People with money in the business have a lot to worry about.
There are few UK crypto assets rules, and experts and financial watchdogs warn that consumers don’t have much protection.
Even though watchdogs have been very clear about the risks of crypto investments. About 6.7 million people in the UK have crypto assets or have bought them. This is close to 10% of the population.
In September, the Financial Conduct Authority (FCA), a group that keeps an eye on finances, warned. That FTX might be selling or offering financial services in the UK without permission. It said, “If things go wrong, you’re not likely to get your money back.”
It now has a page about the FTX going out of business. But again, the message is that those who have put money into it have few choices.
Act of vanishing
In the case of FTX, at least a liquidation process will divide what’s left of the company among the people it owes money.
Gavin Brown, an Associate Professor in Financial Technology at the University of Liverpool, pointed to a recent report saying, “42% of failed exchanges simply vanished without a trace.”
But bankruptcy might not bring much comfort.
Few choices for FTX users
The FCA says that people should go to Moneyhelper, which the government backs.
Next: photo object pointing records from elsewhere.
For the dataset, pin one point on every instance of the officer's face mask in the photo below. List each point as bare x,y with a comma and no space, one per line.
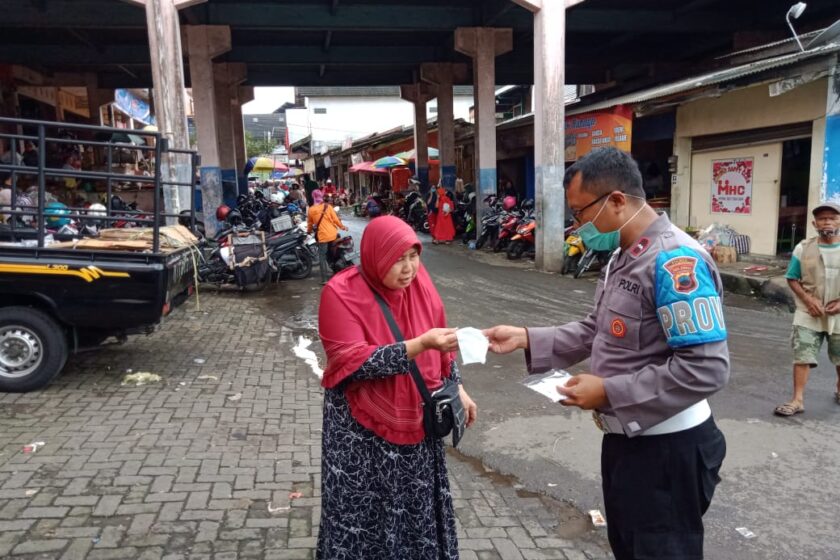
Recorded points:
603,241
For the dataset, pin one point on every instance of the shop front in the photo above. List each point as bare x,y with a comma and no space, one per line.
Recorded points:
752,162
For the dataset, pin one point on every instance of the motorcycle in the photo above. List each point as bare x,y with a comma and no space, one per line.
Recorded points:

But Moneyhelper is a service that gives advice, so it can only tell you how to live if you run out of money.
Through the Financial Services Compensation Scheme, it is possible to get money back if a bank or building society goes bankrupt. This is true for some joint investments (FSCS)
But the FSCS says it doesn’t protect crypto assets because they are not regulated financial products in the UK. So all it can do is warn consumers about the risks and give them tools to check if the scheme protects their investment.
The company says that customers ask about cryptocurrency every week through its customer service team, on social media, or when they look for information on its website.
It says that one of the most searched-for words on its website is “crypto.”
With a few exceptions, regulators like the Financial Ombudsman Service don’t have much power over crypto assets. So, unlike other products, consumers need an explicit right to take action.
Consumers could file a civil claim against a broker or other party involved in an investment. But if the investments didn’t work out as planned, there isn’t much they can do to compensate for their losses.
The Financial Services and Markets Bill will start adding more crypto rules. But in the meantime, it was still a risky place for people who wanted to invest.
Read Also: Crypto giant FTX collapses into bankruptcy
Haider Rafique, who works for OKX, a crypto exchange, said that consumers could take some steps to avoid losing money in the same way in the future. Mainly by giving careful thought to where they kept their assets.
Benjamin Dean, who runs an asset management company called WisdomTree Investments, told people to think about blockchain-related investments the same way they think about stocks, shares, or gold investments.